Click here for a version of this article in portuguese
The use of compression methods in data transmission has always been among the objectives of application and service offerings which aimed at reducing network bandwidth consumption and data transmission time.
Today, most applications and services offered on the Internet already use efficient compression methods, a trend that should get more usual as more services and applications are migrated to the cloud, once most service contract models from Amazon Web Services or Microsoft Azure, which are based, among other things, on the amount of data transmitted.
At the same time, the increasing and evolving threats to data security and the emergence of strict regulations to protect data, such as LGPD in Brazil and GDPR in Europe, make data encryption as important or more important than data compression.
However, many applications compress data before it is encrypted, which, in some cases, may compromise the confidentiality of the transmitted data.
This article introduces some of the security issues that surround data compression with later encryption and demonstrates that, in certain cases, it is safer to only encrypt it. This will be based on the operation of two popular compression algorithms that make up Deflate (one of the most commonly used compression methods used by gzip).
Generally speaking, a compression algorithm has as its main objective the reduction of space required to store the same amount of information. Deflate, for example, is subdivided into two other algorithms, LZ77 and Huffman Coding:
● LZ77: Algorithm responsible for reducing the redundancy of data to be compressed. These redundancies are replaced by references indicating the position where the same sequence of symbols previously appeared, which makes it possible to reduce the original size of the data.
● Huffman Coding: The result of LZ77 is used as input to Huffman Coding. This algorithm uses variable length codes to represent text symbols. The code size is not identical for all symbols. Each code is generated through a binary tree that is constructed based on a logic in which lower frequency symbols will be left farther from the root (thus generating larger bit string codes) and higher frequency symbols can be found closer to the root, generating code with smaller bit strings.
In an HTTP request, the header field, Accept-Encoding, allows the client to explicitly use some coding in the communication (usually the compression itself). Below are the results of a test in which we compared the size and response time of two requests, one that uses compression and one that doesn’t use it. As the tests were performed in the same environment, with requests to the same website, it can be concluded that the difference in response times is a result of data compression (and not of some external factor), proving its effectiveness.
As mentioned earlier, despite the importance of compression for reducing the size of trafficked data and, consequently, for reducing costs and improving performance, it is of utmost importance to also consider that trafficked data is safe.
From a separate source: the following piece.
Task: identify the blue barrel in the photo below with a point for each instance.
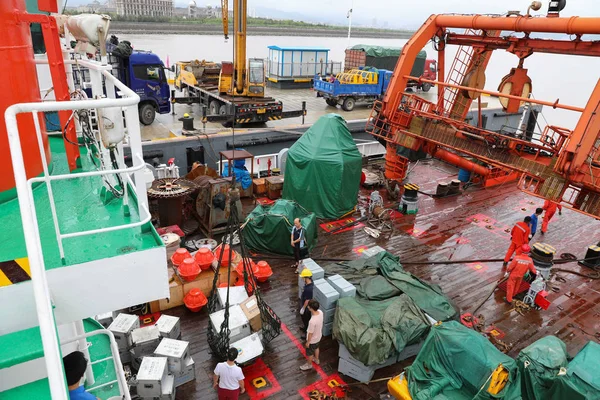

Currently, two scenarios for the use of data compression and encryption are considered, namely:
Compress after encryption: An option that is not considered efficient, since, as we saw in the explanation of the Deflate compression algorithm, in order to achieve a high compression ratio, the data to be compressed must have redundancies and repetitions, which does not occur when data is encrypted.
Compress before encrypting: Option that is used in most cases. As shown earlier, there is a significant reduction in data transmission time and bandwidth consumption when services use compression.
Although the option of compressing before encryption is the most used, it is susceptible to attacks that may compromise data confidentiality, as we will see below.
Attacks on data encrypted after compressed
Attacks of this type are called ‘Side-Channel Attacks’. One of the first HTTP-focused ‘Side-Channel’ attacks was named ‘CRIME’, and it was used to gather information from HTTP headers that were compressed and encrypted by the TLS protocol. This attack was first demonstrated in 2012 at the Ekoparty security conference, but it was not widely used, as only a small portion of the servers used TLS to compress HTTP requests.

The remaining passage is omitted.